En la planta procesadora de carne de cerdo JBS en Marshalltown, José pasó más de 20 años cortando la carne de los huesos. Algunos días no podía eliminar el olor. Pero seguía trabajando para mantener a sus hijos y darles la oportunidad de encontrar algo mejor.
“Mírame”, María lo recuerda diciéndoles a sus hijos. “Es difícil. Llego a casa y me duelen las rodillas y me duelen las muñecas, y no quiero eso para ustedes”.
Una enfermera sostenía un iPad para que su familia pudiera verlo, aunque él no podía. ¿Podía escucharlos? Los doctores esperaban que sí. Sus hijos e hijas se turnaban para desearle un feliz cumpleaños, prometiéndole una verdadera fiesta cuando llegara a casa. María silenció su línea para asegurarse de que él no pudiera oírla llorar.
José Andrade-García nunca aprendió a leer. Había crecido en la zona rural de México, rodeado de casas de adobe y campos de fresas, y había ido a EE.UU. para obtener mejores oportunidades. María aprovechó la oportunidad que le dio su padre, se quedó en la escuela, se desarrolló y ahora trabajaba como asistente de contabilidad en una cooperativa de crédito. Ella ayudó a su padre a administrar sus facturas, renovar su pasaporte, archivar sus documentos. Hubo algo más que ella intentó hacer por él también.
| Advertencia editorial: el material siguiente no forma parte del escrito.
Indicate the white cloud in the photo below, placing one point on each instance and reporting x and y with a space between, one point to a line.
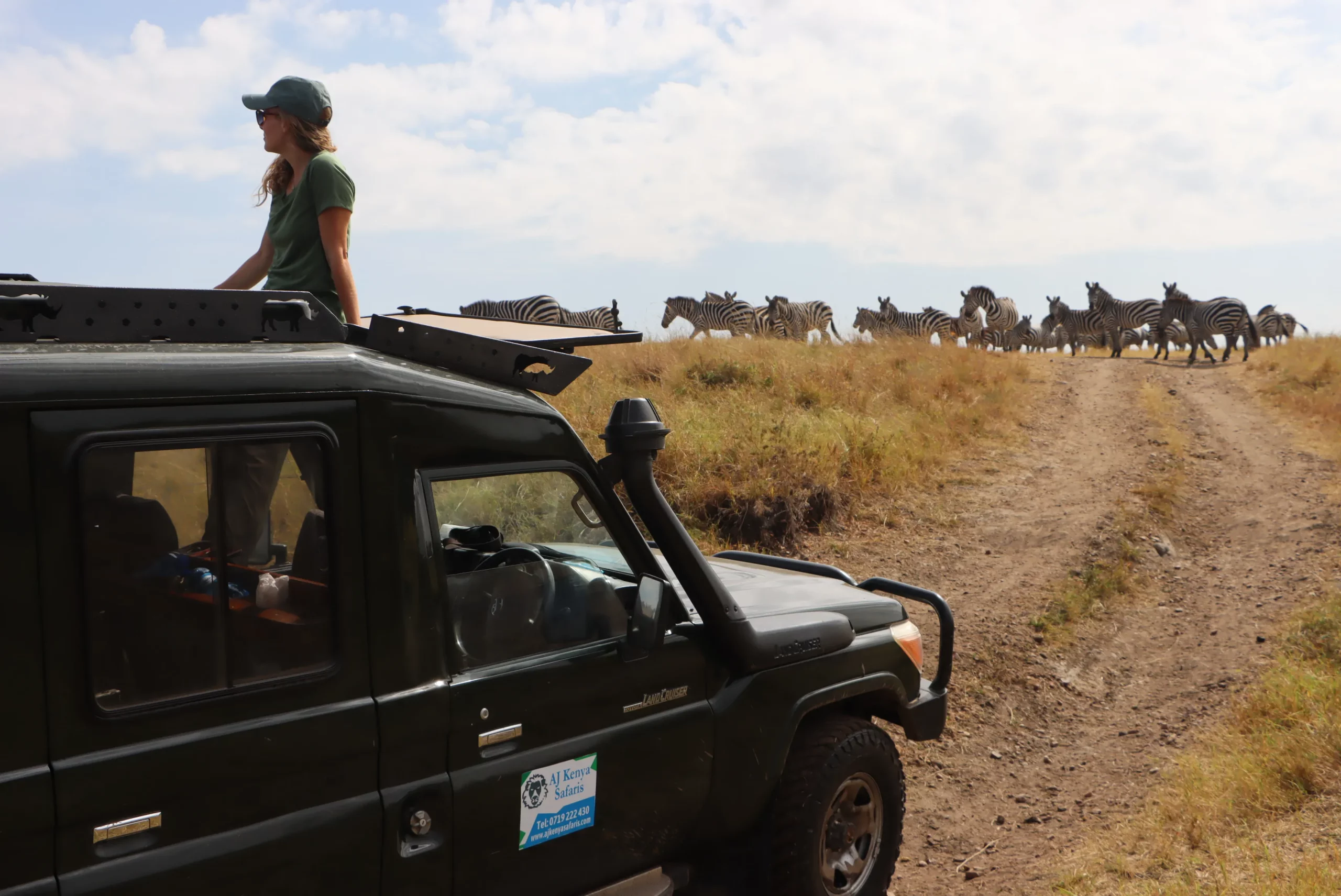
968 132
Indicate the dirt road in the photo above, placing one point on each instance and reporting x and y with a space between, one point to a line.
1048 742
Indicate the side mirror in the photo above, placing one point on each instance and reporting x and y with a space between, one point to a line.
645 627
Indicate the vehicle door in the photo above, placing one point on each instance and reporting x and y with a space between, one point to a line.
570 765
211 721
26 811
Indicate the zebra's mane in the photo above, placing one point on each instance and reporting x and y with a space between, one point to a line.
1096 289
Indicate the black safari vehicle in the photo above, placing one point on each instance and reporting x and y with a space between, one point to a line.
301 608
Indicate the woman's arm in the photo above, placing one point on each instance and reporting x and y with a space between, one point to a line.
334 226
254 269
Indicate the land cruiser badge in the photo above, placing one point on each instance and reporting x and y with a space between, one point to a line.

No está claro cuando dio positivo por covid-19 el primer trabajador en la planta de Marshalltown. Le pregunté al vocero de JBS, Cameron Bruett, y no obtuve una respuesta. Por la pandemia, la compañía instituyó nuevas medidas de seguridad: distanciamiento físico, desinfección mejorada, uso obligatorio de mascarillas, que obliga a los trabajadores enfermos a quedarse en casa, y muchos otros. El virus atravesó las plantas procesadoras de carne estadounidenses en abril y mayo. En una planta de JBS en Greeley, Colorado, murieron ocho trabajadores.
Nadie puede saber dónde o cómo José contrajo el virus. Según María, su padre dijo que los compañeros de trabajo parecían estar enfermos a principios de abril. Unos días después, él le dijo que sentía que le faltaba el aliento. Siguió trabajando hasta el 13 de abril. Se realizó una prueba de coronavirus el 16 de abril. El 17 de abril, cuando apenas podía respirar lo suficiente como para pronunciar una oración completa, María llamó a una ambulancia.
Ella lo vio en la llamada de cumpleaños por Zoom en un estado de coma del que nunca saldría, y después de su muerte se preguntó qué más podría haber hecho.
“Papá, deberías quedarte en casa”, le dijo a principios de abril, cuando escuchó la noticia de que otros trabajadores de plantas procesadoras de carne se enfermaban.
“Sí, debería quedarme en casa”, dijo. Pero siguió yendo a trabajar.
Este fue su segundo arrepentimiento: no pudo persuadir a su padre para que se quedara en casa cuando quedarse en casa le podría haberle salvado la vida. Tenía un objetivo en mente y no se desanimaría. María lo había ayudado recientemente a presentar su documentación para la jubilación. Después de 20 años de hacer un trabajo que odiaba por el bien de sus seres queridos, José podía ver la línea de meta. Su último día habría sido el 22 de abril, en su cumpleaños número 62.
María miró su teléfono, deseando poder sostener su mano. Era fácil imaginar otra versión de este día. Estaría en el sofá, rodeado de hijos y nietos, con una cerveza fría en la mano y una sonrisa en su rostro.
“Lo hice”, se lo imaginó diciendo. “Ya terminé. Gracias a Dios que nunca volveré a JBS”.